Als kind leek het me fijn om zelf een poëziealbum te hebben, maar toen Tootje en ik klein waren, was er voor dat soort luxe geen geld. Dus schreven wij onze wensjes in de boekjes van andere meisjes, wat ook erg leuk was. De mooie plaatjes werden door ons zelf getekend. We waren trouwens geen buitenbeentjes; veel gezinnen moesten met weinig rond komen en dan hadden de meisjes
vanzelfsprekend geen poëziealbum.
Toen ons jongste zusje Leny naar de lagere school ging, was er financieel wel wat veranderd en kon er voor haar zo’n prachtig boekje gekocht worden. Velen schreven er leuke en grappige verhaaltjes of versjes in.

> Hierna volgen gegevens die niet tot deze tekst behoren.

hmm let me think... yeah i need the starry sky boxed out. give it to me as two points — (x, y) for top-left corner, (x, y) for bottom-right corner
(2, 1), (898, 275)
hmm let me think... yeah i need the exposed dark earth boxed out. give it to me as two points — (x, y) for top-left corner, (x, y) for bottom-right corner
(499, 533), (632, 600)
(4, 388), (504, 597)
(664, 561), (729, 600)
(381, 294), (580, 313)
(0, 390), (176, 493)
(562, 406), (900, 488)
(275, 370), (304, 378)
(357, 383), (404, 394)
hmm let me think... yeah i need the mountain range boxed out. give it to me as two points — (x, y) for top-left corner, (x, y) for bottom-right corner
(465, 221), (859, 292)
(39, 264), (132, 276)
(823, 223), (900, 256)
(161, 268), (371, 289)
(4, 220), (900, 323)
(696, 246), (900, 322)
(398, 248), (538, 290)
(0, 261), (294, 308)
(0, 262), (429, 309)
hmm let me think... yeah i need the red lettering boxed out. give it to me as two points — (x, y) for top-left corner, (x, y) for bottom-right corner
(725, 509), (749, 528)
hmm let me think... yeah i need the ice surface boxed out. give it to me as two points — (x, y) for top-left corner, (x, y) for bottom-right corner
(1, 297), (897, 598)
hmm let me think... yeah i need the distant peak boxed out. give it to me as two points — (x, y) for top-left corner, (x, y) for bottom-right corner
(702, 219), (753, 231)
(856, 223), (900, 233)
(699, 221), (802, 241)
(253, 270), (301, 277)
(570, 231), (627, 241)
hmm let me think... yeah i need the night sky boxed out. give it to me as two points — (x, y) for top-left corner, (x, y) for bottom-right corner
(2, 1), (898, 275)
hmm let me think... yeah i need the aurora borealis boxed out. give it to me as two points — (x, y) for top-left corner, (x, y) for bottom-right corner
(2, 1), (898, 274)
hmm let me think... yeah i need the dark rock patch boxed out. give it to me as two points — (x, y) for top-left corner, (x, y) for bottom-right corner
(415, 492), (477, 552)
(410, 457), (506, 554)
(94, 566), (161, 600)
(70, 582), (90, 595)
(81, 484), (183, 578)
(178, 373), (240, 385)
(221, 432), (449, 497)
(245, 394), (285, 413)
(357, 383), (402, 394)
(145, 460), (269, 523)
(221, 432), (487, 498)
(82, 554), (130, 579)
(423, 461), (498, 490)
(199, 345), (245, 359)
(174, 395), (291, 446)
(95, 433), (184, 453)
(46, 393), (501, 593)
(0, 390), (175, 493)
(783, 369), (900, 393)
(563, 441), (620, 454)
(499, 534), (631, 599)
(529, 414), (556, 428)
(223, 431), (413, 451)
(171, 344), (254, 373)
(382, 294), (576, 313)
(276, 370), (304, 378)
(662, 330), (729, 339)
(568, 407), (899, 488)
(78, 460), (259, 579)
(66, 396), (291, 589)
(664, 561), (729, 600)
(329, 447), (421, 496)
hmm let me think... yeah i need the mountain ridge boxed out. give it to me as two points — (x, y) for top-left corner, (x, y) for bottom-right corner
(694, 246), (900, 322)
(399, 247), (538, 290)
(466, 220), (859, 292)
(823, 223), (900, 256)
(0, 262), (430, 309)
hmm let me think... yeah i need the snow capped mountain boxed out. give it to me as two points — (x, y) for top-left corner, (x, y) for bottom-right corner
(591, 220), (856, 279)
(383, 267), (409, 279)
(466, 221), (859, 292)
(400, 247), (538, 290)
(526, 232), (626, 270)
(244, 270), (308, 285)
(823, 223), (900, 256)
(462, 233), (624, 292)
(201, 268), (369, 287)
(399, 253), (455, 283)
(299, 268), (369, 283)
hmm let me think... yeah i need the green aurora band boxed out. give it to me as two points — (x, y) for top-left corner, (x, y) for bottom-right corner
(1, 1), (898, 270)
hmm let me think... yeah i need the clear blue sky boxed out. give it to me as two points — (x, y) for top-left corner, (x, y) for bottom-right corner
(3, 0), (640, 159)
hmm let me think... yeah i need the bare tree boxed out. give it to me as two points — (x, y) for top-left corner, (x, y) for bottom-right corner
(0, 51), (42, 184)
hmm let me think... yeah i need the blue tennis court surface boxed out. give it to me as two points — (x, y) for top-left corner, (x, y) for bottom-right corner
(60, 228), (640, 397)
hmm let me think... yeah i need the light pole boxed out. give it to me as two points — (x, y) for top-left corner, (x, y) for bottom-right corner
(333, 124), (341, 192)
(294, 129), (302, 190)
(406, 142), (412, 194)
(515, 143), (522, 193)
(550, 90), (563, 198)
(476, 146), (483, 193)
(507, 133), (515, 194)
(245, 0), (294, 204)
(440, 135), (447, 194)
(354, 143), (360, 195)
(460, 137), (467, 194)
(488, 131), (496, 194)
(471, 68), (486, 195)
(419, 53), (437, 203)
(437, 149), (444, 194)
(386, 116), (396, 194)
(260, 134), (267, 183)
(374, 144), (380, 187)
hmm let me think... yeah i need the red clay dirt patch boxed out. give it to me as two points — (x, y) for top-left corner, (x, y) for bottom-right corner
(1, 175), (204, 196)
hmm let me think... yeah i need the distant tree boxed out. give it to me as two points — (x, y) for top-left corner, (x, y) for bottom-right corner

Mijn vader hield van mooie gedichten.
Hij schreef in Leny’s album zijn favoriete gedichtje:
Gelijk een Bloem Gelijk het Gras
Gelijk een bloem, gelijk het gras, is ons kortstondig leven.
Gelijk een bloem die op het veld verheven, wel sierlijk pronkt, maar krachteloos is en teer.
Wanneer de wind zich over ’t veld laat horen, dan knakt haar steel, haar schoonheid gaat verloren:
Men kent en vindt haar standplaats zelfs niet meer.